You have heard of the beginnings of the French power in America—how Cartier and La Salle, Marquette and Champlain, explored the country and claimed it in the name of their king. They went up and down the St. Lawrence and the Mississippi, and established along the streams their trading-posts and military forts.

The English meanwhile, settled along the Atlantic coast and established farms and villages.

The English patents granted to their colonists the land from the Atlantic to the Pacific Ocean. The French claimed and were occupying the Mississippi valley. The English pressed westward and crossed the Alleghany Mountains through gaps made by the rivers which the French claimed; the French pressed eastward along these same rivers. Contact and conflict were inevitable. The French foresaw it and made their preparations accordingly. From the mouth of the St. Lawrence to the mouth of the Mississippi, they established posts and organized their forces. French traders, French missionaries, French settlers, upheld the power of their king. They made friends with the Indians of many tribes, but from the day that Champlain joined battle against the Iroquois, the Five Nations were the deadly enemies of the French and therefore the friends of the English.

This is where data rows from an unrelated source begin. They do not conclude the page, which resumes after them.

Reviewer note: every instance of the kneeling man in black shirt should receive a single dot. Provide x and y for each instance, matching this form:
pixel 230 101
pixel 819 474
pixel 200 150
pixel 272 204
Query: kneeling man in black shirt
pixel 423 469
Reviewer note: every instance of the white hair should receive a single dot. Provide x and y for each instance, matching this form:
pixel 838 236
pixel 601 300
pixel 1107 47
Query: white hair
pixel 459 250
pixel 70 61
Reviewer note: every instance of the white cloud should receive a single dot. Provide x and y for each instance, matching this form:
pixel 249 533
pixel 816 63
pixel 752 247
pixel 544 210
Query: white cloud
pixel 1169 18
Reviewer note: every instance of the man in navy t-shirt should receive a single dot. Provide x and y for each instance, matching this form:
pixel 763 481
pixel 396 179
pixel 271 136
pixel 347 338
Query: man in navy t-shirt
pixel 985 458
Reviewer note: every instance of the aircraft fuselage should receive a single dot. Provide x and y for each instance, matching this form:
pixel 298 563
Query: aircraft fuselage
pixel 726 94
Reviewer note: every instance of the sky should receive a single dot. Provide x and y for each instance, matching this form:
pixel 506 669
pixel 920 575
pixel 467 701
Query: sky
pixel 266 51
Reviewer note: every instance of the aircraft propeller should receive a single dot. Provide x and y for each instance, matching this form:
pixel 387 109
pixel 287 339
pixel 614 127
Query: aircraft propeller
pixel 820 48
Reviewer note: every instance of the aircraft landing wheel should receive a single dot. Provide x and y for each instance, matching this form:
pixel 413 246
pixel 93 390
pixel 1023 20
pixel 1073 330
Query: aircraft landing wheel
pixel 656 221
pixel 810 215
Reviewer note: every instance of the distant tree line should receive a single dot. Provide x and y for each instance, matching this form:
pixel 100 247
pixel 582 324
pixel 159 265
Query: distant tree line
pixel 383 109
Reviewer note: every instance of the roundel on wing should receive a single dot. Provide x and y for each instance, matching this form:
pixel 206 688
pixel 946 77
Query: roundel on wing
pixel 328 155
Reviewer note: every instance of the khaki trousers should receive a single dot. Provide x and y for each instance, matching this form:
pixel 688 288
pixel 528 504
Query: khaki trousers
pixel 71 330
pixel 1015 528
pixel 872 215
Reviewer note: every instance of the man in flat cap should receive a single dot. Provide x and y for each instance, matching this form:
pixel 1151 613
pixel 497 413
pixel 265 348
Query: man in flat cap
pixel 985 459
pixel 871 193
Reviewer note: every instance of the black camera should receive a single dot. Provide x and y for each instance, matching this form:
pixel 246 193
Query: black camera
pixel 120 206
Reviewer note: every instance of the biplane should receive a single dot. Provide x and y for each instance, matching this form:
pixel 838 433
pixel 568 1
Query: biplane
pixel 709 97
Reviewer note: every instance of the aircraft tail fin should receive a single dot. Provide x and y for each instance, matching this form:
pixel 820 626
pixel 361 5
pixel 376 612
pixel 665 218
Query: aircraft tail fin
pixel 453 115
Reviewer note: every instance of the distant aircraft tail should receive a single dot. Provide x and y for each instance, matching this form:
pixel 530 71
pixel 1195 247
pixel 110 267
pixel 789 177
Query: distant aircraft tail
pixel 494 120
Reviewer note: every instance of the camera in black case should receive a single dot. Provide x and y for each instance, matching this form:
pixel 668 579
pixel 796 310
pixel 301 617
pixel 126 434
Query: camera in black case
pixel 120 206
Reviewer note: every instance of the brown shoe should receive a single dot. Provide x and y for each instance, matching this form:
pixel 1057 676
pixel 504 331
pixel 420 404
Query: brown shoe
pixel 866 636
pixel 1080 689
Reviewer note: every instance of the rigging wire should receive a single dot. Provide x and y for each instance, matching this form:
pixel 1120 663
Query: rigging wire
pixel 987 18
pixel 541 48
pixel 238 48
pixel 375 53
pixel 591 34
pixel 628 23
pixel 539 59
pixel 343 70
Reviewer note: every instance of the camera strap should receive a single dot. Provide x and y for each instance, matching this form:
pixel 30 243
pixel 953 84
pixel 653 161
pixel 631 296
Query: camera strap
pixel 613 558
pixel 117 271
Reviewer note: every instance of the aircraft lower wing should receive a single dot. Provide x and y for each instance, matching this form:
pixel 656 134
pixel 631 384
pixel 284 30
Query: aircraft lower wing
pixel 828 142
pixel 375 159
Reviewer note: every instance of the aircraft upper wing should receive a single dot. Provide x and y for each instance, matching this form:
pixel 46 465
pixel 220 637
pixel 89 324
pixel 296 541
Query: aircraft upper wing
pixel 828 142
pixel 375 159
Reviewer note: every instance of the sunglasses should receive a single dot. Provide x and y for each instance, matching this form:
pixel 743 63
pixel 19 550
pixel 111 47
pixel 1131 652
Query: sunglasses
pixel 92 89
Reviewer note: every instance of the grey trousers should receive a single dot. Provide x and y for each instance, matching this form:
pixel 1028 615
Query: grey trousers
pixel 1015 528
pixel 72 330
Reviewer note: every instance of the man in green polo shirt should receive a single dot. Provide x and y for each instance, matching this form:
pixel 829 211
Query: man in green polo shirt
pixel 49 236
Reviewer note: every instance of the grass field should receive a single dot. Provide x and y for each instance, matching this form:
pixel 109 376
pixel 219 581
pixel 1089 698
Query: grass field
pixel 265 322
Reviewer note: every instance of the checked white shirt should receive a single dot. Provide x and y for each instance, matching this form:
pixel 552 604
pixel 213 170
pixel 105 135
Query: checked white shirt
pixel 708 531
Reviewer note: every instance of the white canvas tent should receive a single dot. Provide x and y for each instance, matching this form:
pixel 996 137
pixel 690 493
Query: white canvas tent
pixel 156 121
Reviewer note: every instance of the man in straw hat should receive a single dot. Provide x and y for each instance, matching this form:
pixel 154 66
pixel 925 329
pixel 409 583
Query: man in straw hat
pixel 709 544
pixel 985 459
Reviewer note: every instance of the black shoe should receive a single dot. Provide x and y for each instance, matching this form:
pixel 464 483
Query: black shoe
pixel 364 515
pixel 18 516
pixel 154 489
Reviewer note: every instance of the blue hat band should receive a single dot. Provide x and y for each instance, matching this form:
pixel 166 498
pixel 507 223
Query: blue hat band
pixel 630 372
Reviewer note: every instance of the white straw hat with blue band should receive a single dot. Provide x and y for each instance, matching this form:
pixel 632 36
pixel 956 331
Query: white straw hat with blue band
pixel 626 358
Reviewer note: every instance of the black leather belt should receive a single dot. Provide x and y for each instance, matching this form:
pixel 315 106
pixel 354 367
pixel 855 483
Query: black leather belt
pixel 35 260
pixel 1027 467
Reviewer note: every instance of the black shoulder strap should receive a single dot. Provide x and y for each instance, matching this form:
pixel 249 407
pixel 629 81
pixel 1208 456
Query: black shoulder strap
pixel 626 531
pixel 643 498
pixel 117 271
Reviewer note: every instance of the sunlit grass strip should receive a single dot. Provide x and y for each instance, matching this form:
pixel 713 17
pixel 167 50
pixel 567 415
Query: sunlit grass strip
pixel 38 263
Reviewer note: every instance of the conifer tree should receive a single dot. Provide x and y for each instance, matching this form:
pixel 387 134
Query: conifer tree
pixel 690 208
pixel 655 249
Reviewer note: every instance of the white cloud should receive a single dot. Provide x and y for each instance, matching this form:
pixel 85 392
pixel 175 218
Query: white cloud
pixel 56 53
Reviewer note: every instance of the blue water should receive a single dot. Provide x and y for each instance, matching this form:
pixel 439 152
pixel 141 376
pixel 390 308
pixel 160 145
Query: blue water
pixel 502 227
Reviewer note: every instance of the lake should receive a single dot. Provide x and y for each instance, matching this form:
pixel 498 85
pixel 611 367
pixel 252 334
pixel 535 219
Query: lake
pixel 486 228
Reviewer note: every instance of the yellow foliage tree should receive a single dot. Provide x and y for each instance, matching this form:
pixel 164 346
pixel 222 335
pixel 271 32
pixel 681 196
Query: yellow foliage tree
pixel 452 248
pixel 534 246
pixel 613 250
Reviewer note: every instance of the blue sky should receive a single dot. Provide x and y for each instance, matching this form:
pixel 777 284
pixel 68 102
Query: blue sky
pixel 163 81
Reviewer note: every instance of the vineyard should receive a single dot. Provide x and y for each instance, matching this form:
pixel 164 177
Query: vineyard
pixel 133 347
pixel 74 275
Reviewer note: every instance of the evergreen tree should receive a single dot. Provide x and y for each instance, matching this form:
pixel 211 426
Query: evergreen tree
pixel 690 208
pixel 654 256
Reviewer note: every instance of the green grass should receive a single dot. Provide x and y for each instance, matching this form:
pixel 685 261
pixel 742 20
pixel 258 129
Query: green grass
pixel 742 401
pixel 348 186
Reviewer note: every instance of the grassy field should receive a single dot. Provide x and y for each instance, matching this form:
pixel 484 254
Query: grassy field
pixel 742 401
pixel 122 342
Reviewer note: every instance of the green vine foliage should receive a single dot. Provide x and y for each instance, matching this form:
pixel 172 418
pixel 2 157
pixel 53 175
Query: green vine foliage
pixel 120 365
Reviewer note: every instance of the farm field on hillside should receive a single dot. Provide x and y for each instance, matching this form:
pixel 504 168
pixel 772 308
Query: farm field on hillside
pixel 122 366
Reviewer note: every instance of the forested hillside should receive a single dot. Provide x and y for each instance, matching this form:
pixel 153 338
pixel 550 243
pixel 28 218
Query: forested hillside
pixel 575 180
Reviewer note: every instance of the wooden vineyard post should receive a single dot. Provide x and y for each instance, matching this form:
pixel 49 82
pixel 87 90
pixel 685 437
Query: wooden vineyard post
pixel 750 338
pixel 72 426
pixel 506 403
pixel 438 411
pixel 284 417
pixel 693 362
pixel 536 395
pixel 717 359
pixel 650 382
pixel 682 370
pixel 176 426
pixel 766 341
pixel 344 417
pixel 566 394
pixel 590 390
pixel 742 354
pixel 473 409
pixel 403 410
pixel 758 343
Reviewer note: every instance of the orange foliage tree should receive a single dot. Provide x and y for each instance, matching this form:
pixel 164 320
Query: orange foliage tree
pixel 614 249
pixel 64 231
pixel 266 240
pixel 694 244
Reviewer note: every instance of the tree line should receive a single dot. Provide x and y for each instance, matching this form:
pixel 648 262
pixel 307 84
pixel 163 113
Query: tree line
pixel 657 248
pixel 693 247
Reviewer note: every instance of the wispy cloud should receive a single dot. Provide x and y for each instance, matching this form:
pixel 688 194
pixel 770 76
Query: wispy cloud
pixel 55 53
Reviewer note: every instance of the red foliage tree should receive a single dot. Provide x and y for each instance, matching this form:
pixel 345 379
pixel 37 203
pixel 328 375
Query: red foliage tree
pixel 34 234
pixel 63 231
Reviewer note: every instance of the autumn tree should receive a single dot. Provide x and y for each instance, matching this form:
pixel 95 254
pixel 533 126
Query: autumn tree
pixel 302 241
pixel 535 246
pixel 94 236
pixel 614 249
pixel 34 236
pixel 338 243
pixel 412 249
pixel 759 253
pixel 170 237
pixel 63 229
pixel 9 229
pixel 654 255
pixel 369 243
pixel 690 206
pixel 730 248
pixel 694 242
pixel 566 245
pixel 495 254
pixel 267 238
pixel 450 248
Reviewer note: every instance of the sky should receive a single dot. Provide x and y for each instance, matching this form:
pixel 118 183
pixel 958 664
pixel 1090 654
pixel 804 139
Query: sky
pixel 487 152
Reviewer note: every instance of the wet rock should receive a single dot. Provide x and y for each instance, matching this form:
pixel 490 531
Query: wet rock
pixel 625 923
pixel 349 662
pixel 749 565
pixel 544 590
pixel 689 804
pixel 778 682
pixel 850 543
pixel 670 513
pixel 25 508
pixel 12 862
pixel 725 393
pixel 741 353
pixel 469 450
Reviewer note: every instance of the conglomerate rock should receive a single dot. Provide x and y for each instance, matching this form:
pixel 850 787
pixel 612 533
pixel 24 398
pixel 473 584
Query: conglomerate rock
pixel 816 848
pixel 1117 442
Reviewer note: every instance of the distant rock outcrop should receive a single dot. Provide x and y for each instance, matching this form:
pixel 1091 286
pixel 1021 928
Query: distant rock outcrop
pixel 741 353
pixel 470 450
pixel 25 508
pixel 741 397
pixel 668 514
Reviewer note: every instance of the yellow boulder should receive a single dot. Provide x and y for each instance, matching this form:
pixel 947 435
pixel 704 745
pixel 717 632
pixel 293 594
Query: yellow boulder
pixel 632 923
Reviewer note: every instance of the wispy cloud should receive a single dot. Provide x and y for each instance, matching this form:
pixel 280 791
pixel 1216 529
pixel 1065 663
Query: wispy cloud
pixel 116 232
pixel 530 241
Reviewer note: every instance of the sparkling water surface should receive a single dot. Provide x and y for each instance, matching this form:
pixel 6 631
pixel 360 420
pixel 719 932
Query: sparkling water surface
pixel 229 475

The English were, as you may think, most unwilling to give up the western lands which they claimed. Governor Spottswood of Virginia, who in 1716 rode westward to the summit of the Blue Ridge at the head of a company of gentlemen, realized how important it was to hold this fair region against the French. He urged the English government to establish a chain of posts from the lakes to the Mississippi in order to keep back the French. His advice was unheeded. A few years later the French began to occupy the valley of the Ohio, and it became evident that there the two nations would clash.